Nucleic Acid Amplification Tests (NAATs) for Chlamydia trachomatis (CT) and Neisseria gonorrhoeae (GC) have become routine. These methods are validated for use with urogenital samples and have a faster turn-around-time for results with automation. Testing of non-validated samples is common which raises concerns about assay performance. In Australia, the 2005 Public Health Laboratory Network (PHLN) guideline recommends repeat testing of all initial positive GC NAAT results with a suitable alternate NAAT assay. In this study, results from > 70,000 patient samples from 2 laboratories were reviewed in accordance with the PHLN recommendations. The laboratories used the APTIMA Combo 2 (AC2) and APTIMA Neisseria gonorrhoeae (AGC) assays with the PANTHER instrument.
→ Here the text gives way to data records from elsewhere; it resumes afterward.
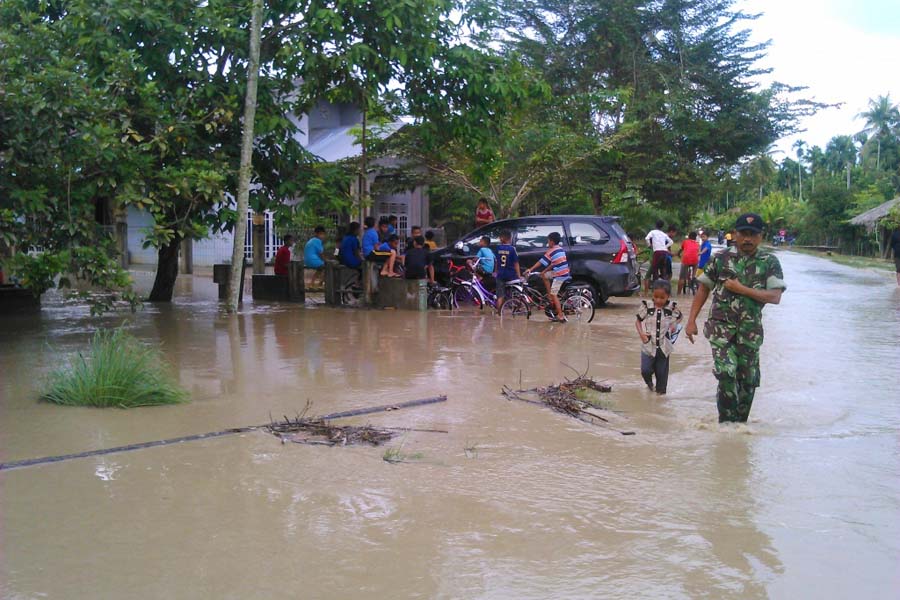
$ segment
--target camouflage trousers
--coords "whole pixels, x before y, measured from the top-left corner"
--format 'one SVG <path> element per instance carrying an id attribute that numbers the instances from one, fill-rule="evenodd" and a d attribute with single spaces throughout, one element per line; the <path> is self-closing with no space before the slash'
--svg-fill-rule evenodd
<path id="1" fill-rule="evenodd" d="M 710 332 L 713 374 L 719 380 L 716 405 L 719 423 L 745 422 L 750 416 L 753 396 L 759 387 L 759 344 L 756 336 L 749 339 L 741 332 L 715 328 Z M 728 335 L 731 333 L 732 335 Z"/>

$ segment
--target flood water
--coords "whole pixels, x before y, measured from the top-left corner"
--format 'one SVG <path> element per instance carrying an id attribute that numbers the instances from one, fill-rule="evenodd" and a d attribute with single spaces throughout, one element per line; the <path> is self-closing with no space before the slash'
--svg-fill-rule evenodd
<path id="1" fill-rule="evenodd" d="M 444 429 L 383 448 L 251 432 L 0 472 L 3 598 L 884 598 L 900 595 L 900 292 L 781 253 L 751 422 L 716 423 L 706 340 L 669 394 L 639 374 L 636 299 L 594 323 L 248 304 L 210 280 L 92 320 L 0 317 L 0 462 L 446 394 L 350 419 Z M 688 302 L 685 301 L 687 305 Z M 685 310 L 687 306 L 684 307 Z M 122 321 L 190 404 L 36 401 L 41 376 Z M 621 436 L 505 400 L 503 384 L 613 384 Z M 468 450 L 468 451 L 467 451 Z"/>

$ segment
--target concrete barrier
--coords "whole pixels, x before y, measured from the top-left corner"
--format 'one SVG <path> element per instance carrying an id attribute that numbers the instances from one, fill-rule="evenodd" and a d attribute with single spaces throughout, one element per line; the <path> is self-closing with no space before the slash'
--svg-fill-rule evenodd
<path id="1" fill-rule="evenodd" d="M 31 312 L 41 309 L 41 297 L 14 285 L 0 285 L 0 314 Z"/>
<path id="2" fill-rule="evenodd" d="M 254 274 L 251 294 L 254 300 L 288 300 L 288 279 L 284 275 Z"/>
<path id="3" fill-rule="evenodd" d="M 428 280 L 381 277 L 375 306 L 399 310 L 428 310 Z"/>

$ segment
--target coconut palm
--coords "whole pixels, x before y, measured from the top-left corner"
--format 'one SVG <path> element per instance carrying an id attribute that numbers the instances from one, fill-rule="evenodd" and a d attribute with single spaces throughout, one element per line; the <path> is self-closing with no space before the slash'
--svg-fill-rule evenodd
<path id="1" fill-rule="evenodd" d="M 800 193 L 800 202 L 803 202 L 803 148 L 806 147 L 806 142 L 797 140 L 793 147 L 797 150 L 797 190 Z"/>
<path id="2" fill-rule="evenodd" d="M 856 155 L 856 144 L 849 135 L 836 135 L 825 146 L 825 164 L 833 173 L 846 169 L 848 190 L 850 189 L 850 169 L 856 164 Z"/>
<path id="3" fill-rule="evenodd" d="M 866 120 L 864 132 L 874 136 L 878 143 L 878 151 L 875 158 L 875 170 L 881 169 L 881 138 L 893 133 L 894 128 L 900 125 L 900 109 L 891 103 L 891 95 L 878 96 L 869 100 L 869 110 L 857 115 Z"/>

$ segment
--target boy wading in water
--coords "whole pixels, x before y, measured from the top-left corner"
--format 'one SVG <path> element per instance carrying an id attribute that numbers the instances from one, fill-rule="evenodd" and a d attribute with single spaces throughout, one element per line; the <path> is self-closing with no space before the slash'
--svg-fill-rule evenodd
<path id="1" fill-rule="evenodd" d="M 669 382 L 669 354 L 675 344 L 673 338 L 681 323 L 681 311 L 675 302 L 669 301 L 672 285 L 665 279 L 657 279 L 651 286 L 653 303 L 641 301 L 634 326 L 641 336 L 641 376 L 650 391 L 666 393 Z M 656 376 L 656 387 L 653 376 Z"/>
<path id="2" fill-rule="evenodd" d="M 759 249 L 763 220 L 747 213 L 735 223 L 734 245 L 716 254 L 698 278 L 685 334 L 697 335 L 697 316 L 712 293 L 712 308 L 703 326 L 713 354 L 713 374 L 719 380 L 716 403 L 719 422 L 745 422 L 759 387 L 759 349 L 763 342 L 762 309 L 781 302 L 787 289 L 781 263 Z"/>

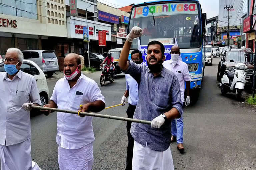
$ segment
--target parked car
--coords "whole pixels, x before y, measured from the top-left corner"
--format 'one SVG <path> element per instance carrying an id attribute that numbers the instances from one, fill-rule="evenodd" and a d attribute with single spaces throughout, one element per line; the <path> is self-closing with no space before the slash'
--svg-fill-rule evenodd
<path id="1" fill-rule="evenodd" d="M 213 57 L 217 57 L 217 56 L 218 56 L 218 57 L 220 57 L 220 52 L 218 48 L 213 48 L 212 50 Z"/>
<path id="2" fill-rule="evenodd" d="M 247 66 L 245 70 L 246 74 L 246 84 L 251 85 L 253 80 L 253 62 L 254 54 L 250 50 L 242 50 L 240 49 L 231 48 L 225 51 L 219 63 L 217 74 L 217 80 L 220 81 L 220 68 L 223 64 L 227 66 L 235 67 L 235 63 L 230 62 L 233 60 L 236 63 L 244 63 Z"/>
<path id="3" fill-rule="evenodd" d="M 42 70 L 35 63 L 32 61 L 24 60 L 20 70 L 25 73 L 34 76 L 36 80 L 42 105 L 48 103 L 49 90 L 47 85 L 45 76 Z M 5 71 L 4 63 L 0 62 L 0 72 Z"/>
<path id="4" fill-rule="evenodd" d="M 34 61 L 48 77 L 51 77 L 59 70 L 58 58 L 54 50 L 26 50 L 22 52 L 24 59 Z"/>
<path id="5" fill-rule="evenodd" d="M 205 58 L 205 65 L 208 64 L 210 65 L 212 65 L 212 46 L 211 45 L 205 45 L 203 48 L 203 55 L 204 55 Z"/>
<path id="6" fill-rule="evenodd" d="M 85 54 L 84 57 L 84 64 L 85 65 L 88 65 L 88 55 Z M 90 53 L 90 66 L 95 68 L 99 68 L 100 64 L 104 61 L 105 58 L 99 53 Z"/>

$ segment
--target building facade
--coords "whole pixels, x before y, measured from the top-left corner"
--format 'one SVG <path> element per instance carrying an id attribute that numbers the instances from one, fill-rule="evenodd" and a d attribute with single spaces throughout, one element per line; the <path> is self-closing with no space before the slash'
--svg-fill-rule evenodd
<path id="1" fill-rule="evenodd" d="M 65 0 L 1 2 L 0 54 L 11 47 L 42 49 L 49 38 L 67 37 Z"/>

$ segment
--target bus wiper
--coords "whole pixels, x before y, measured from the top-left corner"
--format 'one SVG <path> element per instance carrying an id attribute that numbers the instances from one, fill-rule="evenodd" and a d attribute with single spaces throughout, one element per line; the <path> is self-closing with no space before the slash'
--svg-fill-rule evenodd
<path id="1" fill-rule="evenodd" d="M 152 15 L 153 16 L 153 20 L 154 20 L 154 26 L 155 27 L 155 29 L 156 29 L 156 23 L 155 22 L 155 17 L 154 16 L 154 14 L 153 14 L 153 13 L 152 12 L 152 11 L 151 11 L 151 10 L 149 10 L 149 8 L 148 7 L 148 5 L 147 5 L 147 3 L 146 3 L 145 2 L 144 2 L 144 3 L 145 4 L 145 5 L 146 5 L 146 6 L 147 6 L 147 7 L 148 7 L 148 10 L 149 11 L 149 12 L 150 12 L 150 13 L 152 14 Z"/>

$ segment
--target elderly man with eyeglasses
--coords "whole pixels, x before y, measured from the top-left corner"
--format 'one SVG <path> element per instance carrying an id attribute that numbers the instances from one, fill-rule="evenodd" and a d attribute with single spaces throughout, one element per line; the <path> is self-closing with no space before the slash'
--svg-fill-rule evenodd
<path id="1" fill-rule="evenodd" d="M 0 73 L 0 158 L 2 170 L 38 170 L 30 154 L 30 106 L 41 105 L 34 77 L 20 70 L 19 49 L 8 49 Z"/>

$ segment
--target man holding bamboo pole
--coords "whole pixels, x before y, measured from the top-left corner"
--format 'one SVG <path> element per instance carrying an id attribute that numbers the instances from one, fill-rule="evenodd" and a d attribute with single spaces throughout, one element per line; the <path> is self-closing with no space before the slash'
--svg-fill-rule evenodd
<path id="1" fill-rule="evenodd" d="M 142 31 L 137 27 L 132 29 L 119 60 L 122 72 L 131 75 L 139 85 L 139 101 L 134 118 L 152 121 L 151 126 L 132 123 L 131 133 L 135 140 L 132 169 L 173 170 L 170 123 L 181 117 L 183 109 L 179 80 L 163 66 L 164 46 L 158 41 L 148 45 L 148 66 L 128 60 L 132 42 L 141 35 Z"/>
<path id="2" fill-rule="evenodd" d="M 70 53 L 65 57 L 65 77 L 57 82 L 49 103 L 44 107 L 85 112 L 98 112 L 104 109 L 104 98 L 98 84 L 82 73 L 80 64 L 76 54 Z M 92 168 L 95 139 L 92 117 L 80 117 L 58 113 L 56 141 L 59 144 L 60 170 Z"/>

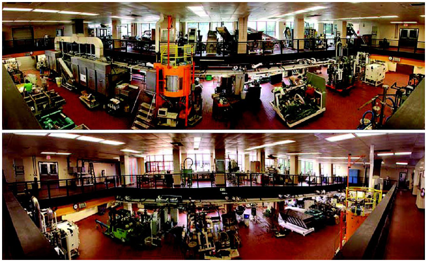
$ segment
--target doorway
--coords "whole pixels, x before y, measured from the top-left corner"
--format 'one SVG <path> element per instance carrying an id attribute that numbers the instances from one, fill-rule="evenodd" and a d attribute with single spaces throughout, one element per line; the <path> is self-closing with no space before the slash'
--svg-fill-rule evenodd
<path id="1" fill-rule="evenodd" d="M 38 171 L 40 174 L 40 181 L 41 183 L 41 188 L 46 189 L 48 188 L 47 182 L 56 180 L 55 183 L 51 182 L 50 186 L 51 188 L 57 188 L 59 186 L 59 175 L 58 174 L 58 162 L 39 162 Z"/>
<path id="2" fill-rule="evenodd" d="M 406 188 L 406 177 L 407 173 L 405 172 L 400 172 L 399 173 L 399 184 L 398 186 L 399 188 Z"/>

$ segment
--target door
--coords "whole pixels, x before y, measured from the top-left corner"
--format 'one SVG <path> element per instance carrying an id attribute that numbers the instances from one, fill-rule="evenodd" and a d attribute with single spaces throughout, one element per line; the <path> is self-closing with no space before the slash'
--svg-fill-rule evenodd
<path id="1" fill-rule="evenodd" d="M 399 173 L 399 187 L 406 187 L 406 176 L 407 173 L 404 172 Z"/>
<path id="2" fill-rule="evenodd" d="M 59 187 L 59 179 L 58 174 L 58 163 L 56 162 L 38 162 L 39 173 L 40 174 L 40 181 L 41 182 L 42 188 L 47 188 L 47 183 L 43 183 L 48 181 L 56 181 L 55 182 L 50 183 L 51 188 L 56 188 Z"/>

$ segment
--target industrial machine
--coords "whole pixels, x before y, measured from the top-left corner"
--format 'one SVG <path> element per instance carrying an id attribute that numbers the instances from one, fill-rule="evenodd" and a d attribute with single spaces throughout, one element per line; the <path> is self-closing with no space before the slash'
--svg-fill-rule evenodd
<path id="1" fill-rule="evenodd" d="M 353 56 L 344 56 L 343 43 L 338 39 L 335 44 L 335 59 L 328 67 L 326 86 L 338 92 L 348 91 L 355 85 L 356 78 L 356 59 Z"/>
<path id="2" fill-rule="evenodd" d="M 386 65 L 383 63 L 372 63 L 367 64 L 365 71 L 364 82 L 377 86 L 382 84 L 386 78 Z"/>
<path id="3" fill-rule="evenodd" d="M 79 255 L 79 229 L 76 224 L 67 221 L 58 222 L 56 212 L 51 208 L 40 209 L 34 196 L 29 207 L 27 213 L 61 257 L 70 260 Z"/>
<path id="4" fill-rule="evenodd" d="M 284 82 L 272 90 L 274 98 L 270 103 L 289 127 L 326 110 L 325 79 L 308 72 L 306 78 L 302 84 L 290 86 Z"/>

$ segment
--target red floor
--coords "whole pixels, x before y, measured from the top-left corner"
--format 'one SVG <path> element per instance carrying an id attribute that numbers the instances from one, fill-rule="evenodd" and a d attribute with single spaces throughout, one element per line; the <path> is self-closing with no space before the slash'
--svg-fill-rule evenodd
<path id="1" fill-rule="evenodd" d="M 26 72 L 29 73 L 29 72 Z M 35 71 L 29 73 L 36 73 Z M 326 69 L 322 75 L 327 78 Z M 398 86 L 406 85 L 409 76 L 402 74 L 389 72 L 386 75 L 385 83 L 391 85 L 395 82 Z M 285 81 L 287 80 L 285 79 Z M 262 85 L 261 102 L 256 104 L 245 104 L 241 115 L 237 115 L 232 120 L 221 121 L 212 117 L 212 99 L 214 93 L 213 81 L 203 82 L 202 97 L 203 119 L 192 129 L 289 129 L 280 118 L 276 115 L 269 102 L 273 99 L 271 90 L 273 86 L 269 83 Z M 58 88 L 51 82 L 49 90 L 57 92 L 66 100 L 63 112 L 72 119 L 76 125 L 84 124 L 91 129 L 127 129 L 133 119 L 129 117 L 115 117 L 106 113 L 102 108 L 90 110 L 83 104 L 79 95 L 63 88 Z M 370 110 L 370 105 L 360 111 L 357 108 L 373 96 L 382 94 L 381 87 L 374 87 L 359 83 L 348 95 L 344 95 L 333 91 L 327 90 L 326 111 L 315 118 L 294 127 L 307 129 L 354 129 L 365 112 Z M 394 93 L 394 92 L 393 92 Z"/>
<path id="2" fill-rule="evenodd" d="M 417 207 L 416 199 L 409 190 L 397 191 L 385 259 L 425 259 L 425 213 Z"/>
<path id="3" fill-rule="evenodd" d="M 162 246 L 153 250 L 138 250 L 115 241 L 95 228 L 95 219 L 106 221 L 108 215 L 93 215 L 77 223 L 79 229 L 79 259 L 182 259 L 180 249 L 164 239 Z M 185 215 L 180 215 L 181 225 Z M 306 236 L 291 233 L 276 238 L 258 224 L 250 223 L 249 228 L 241 226 L 239 233 L 242 246 L 239 249 L 242 259 L 331 259 L 333 256 L 334 239 L 339 227 L 326 226 Z"/>

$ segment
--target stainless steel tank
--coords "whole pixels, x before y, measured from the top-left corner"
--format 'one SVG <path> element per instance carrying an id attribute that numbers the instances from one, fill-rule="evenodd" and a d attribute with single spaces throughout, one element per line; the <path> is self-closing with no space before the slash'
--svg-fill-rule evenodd
<path id="1" fill-rule="evenodd" d="M 180 89 L 180 79 L 178 76 L 167 76 L 166 87 L 169 92 L 177 92 Z"/>

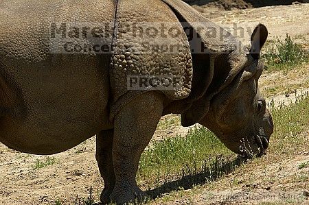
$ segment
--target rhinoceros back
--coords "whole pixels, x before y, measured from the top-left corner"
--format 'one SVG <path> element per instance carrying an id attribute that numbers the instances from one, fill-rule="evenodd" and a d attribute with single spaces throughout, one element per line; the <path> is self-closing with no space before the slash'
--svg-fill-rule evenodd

72,253 AC2 results were available for analysis which included 1,174 (1.68%) initially AC2 reactive (positive or equivocal) samples which also had results for the AGC assay used as the confirmatory assay. For the reactive samples, the agreement between the AC2 and AGC assays occurred in 97.19% of samples; 1135 were positive in both assays and 6 were equivocal in both assays. Sample types tested included those with manufacturer’s validation claims; urine, ThinPrep, vaginal, endocervical and urethral swabs and non-validated samples including throat, rectal, eye and joint fluids. Samples from throat swabs showed the highest numbers of discordant results followed by rectal swab samples. The percentage agreement of results obtained from all sample types was excellent, with an overall PPV of > 99%.
Without confirmatory testing, false positive results would have been reported for 13 samples representing 0.02% of all samples tested. This study demonstrates that the initial AC2 results can be accepted with high confidence.